High-availability software needs to be added between the cluster and the business to ensure high availability. SphereEx can work with users to implement solutions to achieve this.

Same-City Multi-Center Architecture Diagram #

Deployment Architecture Diagram

Deployment Architecture

Switching Description

Fault	RPO	PTO
Single AZ Fault	0	0
Multi-AZ Fault	0	Depends on the time it takes to recover any AZ

Same-room Architecture Diagram #

Deployment Architecture Diagram

Deployment Architecture

Switching Description

Fault	RPO	PTO
Single AZ Fault	0	0
Multi-AZ Fault	0	Depends on the time it takes to recover any AZ

Cluster Component Availability Description #

Name	Architecture	Backend	Security Description
Monitoring Center	stand-alone	Prometheus	Manual handling in case of failure
Monitoring Plugin	stand-alone		Manual handling in case of failure
Governance Center	Cluster	ZooKepper	Automatic switch in case of failure
Log Center	Cluster	Elasticsearch+logstash	Automatic switch in case of failure
Filebeat	stand-alone		Manual handling in case of failure
Computing Node	stand-alone	Engine-Proxy	Automatic offline in case of failure, no need to switch
Storage Node	User deployment environment	User deployment environment	User deployment environment

ZooKeeper Cluster Unavailability (More than half of the nodes are unavailable) #

SQL	SQL Language	Engine Cluster Availability Description
User SQL	DQL	Available
	DML	Available
	DDL	Unavailable
	DCL	Unsupported
	TCL	Unsupported
DistSQL	RQL	Available(reads data from the node’s memory, unavailable after restart)
	RDL	Unavailable
	RAL	Unavailable
	RUL	Unavailable

Classification of SQL Language #

SQL (Structure Query Language) is divided into four main categories: Data Query Language (DQL), Data Manipulation Language (DML), Data Definition Language (DDL), and Data Control Language (DCL).
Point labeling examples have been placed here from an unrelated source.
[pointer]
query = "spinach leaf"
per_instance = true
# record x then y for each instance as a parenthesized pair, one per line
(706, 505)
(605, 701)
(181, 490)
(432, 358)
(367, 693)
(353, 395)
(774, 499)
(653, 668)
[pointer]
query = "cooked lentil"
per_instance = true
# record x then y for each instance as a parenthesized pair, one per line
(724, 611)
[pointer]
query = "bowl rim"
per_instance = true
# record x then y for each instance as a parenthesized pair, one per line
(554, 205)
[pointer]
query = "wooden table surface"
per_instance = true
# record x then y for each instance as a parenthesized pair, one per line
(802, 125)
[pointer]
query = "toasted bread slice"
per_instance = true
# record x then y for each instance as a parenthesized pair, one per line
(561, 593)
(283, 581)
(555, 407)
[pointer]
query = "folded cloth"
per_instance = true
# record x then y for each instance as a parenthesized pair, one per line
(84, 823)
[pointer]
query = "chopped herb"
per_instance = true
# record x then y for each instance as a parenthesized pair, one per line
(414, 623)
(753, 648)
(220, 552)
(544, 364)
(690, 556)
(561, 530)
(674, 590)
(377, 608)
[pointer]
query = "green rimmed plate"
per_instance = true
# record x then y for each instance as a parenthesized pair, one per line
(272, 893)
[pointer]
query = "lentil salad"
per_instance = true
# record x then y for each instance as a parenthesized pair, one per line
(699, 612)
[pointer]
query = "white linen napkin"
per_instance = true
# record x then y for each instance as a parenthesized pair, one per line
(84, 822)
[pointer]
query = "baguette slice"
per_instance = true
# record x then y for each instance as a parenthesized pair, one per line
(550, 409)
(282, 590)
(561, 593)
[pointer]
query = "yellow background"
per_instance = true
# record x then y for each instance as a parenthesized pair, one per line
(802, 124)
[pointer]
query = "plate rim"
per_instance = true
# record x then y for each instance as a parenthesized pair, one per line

Additionally, Transaction Control Language (TCL) is used to control transactions within a database.

Overview of DQL

DQL(Data Query Language)数据查询语言，数据检索语句，用于从表中获取数据。关键字有：select。

DQL (Data Query Language) is a data retrieval language used to retrieve data from tables. The keyword is select.
select: used to query data from a table. 2. Overview of DML
DML (Data Manipulation Language) is used to manipulate data (records) contained within a database object. The main keywords are update, delete, and insert. DML can manually control the opening, committing, and rolling back of transactions.
insert: used to insert a record into a table.
delete: used to delete one or more records from a table, or all records, but the object of the operation is still a record.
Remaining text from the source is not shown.